Wetting granular activated carbon properly is time-consuming. In a typical system, carbon is only 90% wetted after 24 hours. Therefore, if an adsorber is put online immediately after being filled with granular activated carbon and water, pressure will build and premature organics breakthrough will occur. The adsorber should be filled with water and allowed to stand for at least 24 hours. For systems not designed to be back-washed, water should be drained and the vessel refilled with water.
PH Rise Phenomenon: When most carbons initially are put online, effluent pH will rise to a value between 9 and 12, with the final value depending on the water source. This rise can hinder the carbons’ ability to adsorb sufficient amounts of certain organics and also can cause iron or calcium to precipitate. It is due to the carbon adsorption of chlorides, sulfates, nitrates and other anions from the water. Water pH remains elevated until the carbon pores become filled with these anions. Typically, 100 to 200 bed volumes of water must pass through the carbon before pH drops to 8 or 8.5. The purchase of pre-oxidized carbons is one way to deal with and stop the pH rise.
High-pressure Drop: High-pressure drop, premature organic breakthrough, carbon losses and carbon fines elution with intermittent operation are the most common problems that surface after a unit has been online for several weeks or months.
Several typical causes of high-pressure drops exist:
- Suspended solids are present in the influent. A pre-filter must be installed upstream of the carbon. If the bed can be back-washed, back-washing should be performed on a regular basis.

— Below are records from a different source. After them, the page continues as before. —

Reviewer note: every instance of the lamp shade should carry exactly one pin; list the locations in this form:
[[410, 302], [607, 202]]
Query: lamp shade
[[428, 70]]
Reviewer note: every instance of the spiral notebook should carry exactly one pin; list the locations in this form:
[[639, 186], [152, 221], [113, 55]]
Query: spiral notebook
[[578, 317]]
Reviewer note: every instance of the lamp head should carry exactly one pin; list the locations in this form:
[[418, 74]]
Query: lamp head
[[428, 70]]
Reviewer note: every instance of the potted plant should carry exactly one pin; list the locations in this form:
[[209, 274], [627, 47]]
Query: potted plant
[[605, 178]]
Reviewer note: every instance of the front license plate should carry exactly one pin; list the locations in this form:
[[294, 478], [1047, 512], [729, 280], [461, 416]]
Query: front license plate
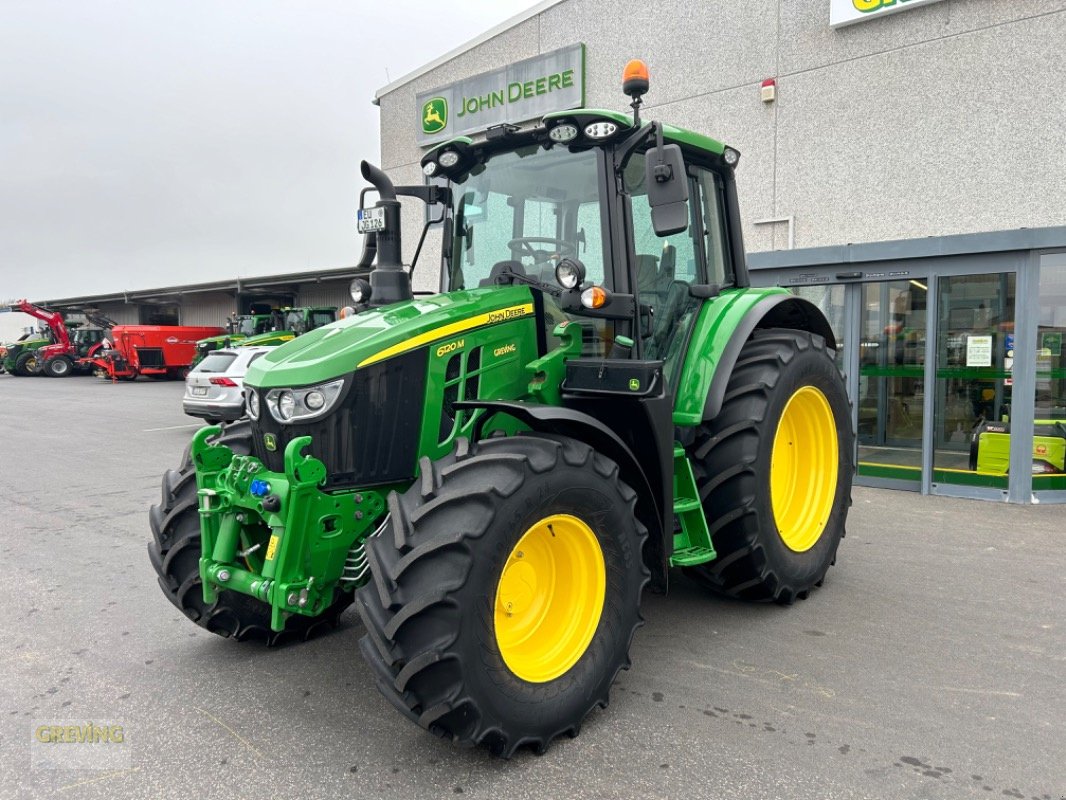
[[370, 220]]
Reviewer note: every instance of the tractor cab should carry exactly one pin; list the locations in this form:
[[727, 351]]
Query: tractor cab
[[575, 192]]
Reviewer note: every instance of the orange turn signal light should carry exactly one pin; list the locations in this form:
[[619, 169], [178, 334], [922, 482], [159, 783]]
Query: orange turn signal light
[[595, 297]]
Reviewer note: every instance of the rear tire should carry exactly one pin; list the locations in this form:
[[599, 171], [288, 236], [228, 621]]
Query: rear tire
[[175, 553], [61, 366], [776, 495], [454, 617]]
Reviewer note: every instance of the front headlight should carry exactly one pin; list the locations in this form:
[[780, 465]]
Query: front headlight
[[252, 402], [294, 405]]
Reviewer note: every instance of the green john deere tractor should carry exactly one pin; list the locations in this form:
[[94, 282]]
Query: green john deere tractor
[[494, 474], [20, 357]]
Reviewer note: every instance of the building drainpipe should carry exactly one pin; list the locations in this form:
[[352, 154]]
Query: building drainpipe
[[791, 220]]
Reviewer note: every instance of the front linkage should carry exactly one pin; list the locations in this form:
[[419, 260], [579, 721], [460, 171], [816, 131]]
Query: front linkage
[[275, 537]]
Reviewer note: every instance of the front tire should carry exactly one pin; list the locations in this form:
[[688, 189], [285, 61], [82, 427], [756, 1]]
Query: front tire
[[774, 469], [61, 366], [28, 364], [505, 591], [175, 553]]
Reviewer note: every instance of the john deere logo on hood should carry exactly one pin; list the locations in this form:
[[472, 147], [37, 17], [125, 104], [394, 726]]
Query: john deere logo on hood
[[434, 115]]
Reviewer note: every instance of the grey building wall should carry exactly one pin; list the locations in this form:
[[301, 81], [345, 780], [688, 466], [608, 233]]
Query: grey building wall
[[122, 314], [325, 293], [207, 308], [947, 118]]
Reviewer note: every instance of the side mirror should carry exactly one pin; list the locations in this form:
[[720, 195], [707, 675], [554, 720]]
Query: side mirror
[[667, 186]]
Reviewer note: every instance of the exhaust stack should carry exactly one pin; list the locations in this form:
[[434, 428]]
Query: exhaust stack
[[388, 282]]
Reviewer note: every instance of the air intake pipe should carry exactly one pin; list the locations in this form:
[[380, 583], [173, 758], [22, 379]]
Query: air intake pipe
[[388, 282]]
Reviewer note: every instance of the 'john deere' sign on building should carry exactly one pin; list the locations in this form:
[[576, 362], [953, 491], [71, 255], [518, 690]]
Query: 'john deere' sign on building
[[845, 12], [521, 91]]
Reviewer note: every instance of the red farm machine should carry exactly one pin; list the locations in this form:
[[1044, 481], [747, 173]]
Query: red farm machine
[[157, 351]]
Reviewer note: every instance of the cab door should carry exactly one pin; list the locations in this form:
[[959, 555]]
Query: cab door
[[666, 268]]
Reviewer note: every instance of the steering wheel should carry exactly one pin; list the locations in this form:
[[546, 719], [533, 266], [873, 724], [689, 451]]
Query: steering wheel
[[525, 244]]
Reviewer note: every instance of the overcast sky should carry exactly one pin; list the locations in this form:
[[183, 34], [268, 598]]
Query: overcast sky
[[155, 142]]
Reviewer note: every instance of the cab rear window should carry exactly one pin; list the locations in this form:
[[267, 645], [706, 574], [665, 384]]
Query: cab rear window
[[215, 363]]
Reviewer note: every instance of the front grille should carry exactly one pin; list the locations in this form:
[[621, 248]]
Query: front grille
[[150, 357], [371, 437]]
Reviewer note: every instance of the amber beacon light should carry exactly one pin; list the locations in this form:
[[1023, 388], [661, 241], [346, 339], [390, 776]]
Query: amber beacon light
[[634, 78]]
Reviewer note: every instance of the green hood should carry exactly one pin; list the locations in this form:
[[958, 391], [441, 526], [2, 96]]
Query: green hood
[[341, 347]]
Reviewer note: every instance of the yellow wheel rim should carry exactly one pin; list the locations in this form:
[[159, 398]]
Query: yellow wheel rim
[[549, 598], [803, 468]]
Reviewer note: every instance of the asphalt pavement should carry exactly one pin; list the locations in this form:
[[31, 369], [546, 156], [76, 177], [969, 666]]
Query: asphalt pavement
[[931, 665]]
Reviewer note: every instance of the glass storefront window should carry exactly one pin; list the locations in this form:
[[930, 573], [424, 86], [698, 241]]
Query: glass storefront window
[[891, 379], [973, 386], [1049, 417]]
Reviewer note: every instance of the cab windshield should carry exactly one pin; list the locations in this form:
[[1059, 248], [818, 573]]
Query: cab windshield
[[526, 210], [246, 326]]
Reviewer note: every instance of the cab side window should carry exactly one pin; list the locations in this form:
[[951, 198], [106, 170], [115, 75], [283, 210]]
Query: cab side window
[[665, 268]]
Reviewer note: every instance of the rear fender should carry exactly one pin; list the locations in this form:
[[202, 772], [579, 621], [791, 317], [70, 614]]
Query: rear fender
[[724, 326]]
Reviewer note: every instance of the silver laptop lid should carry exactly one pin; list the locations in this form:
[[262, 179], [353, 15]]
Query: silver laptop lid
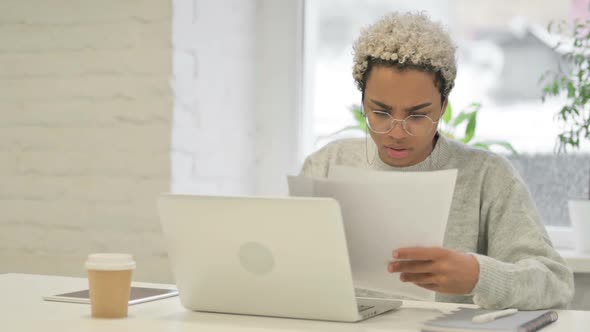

- Iron or calcium deposits have formed on the carbon. When iron or calcium is the cause of pressure problems, the element should be removed from water before it reaches the carbon
- Air has entered the bed via the influent piping system, as a result of siphoning, air can enter the bed if the influent piping to the pump is not designed correctly. Care must be taken to ensure that the pump’s suction piping is designed to prevent vortex formation in the supply tank and therefore introduction of air.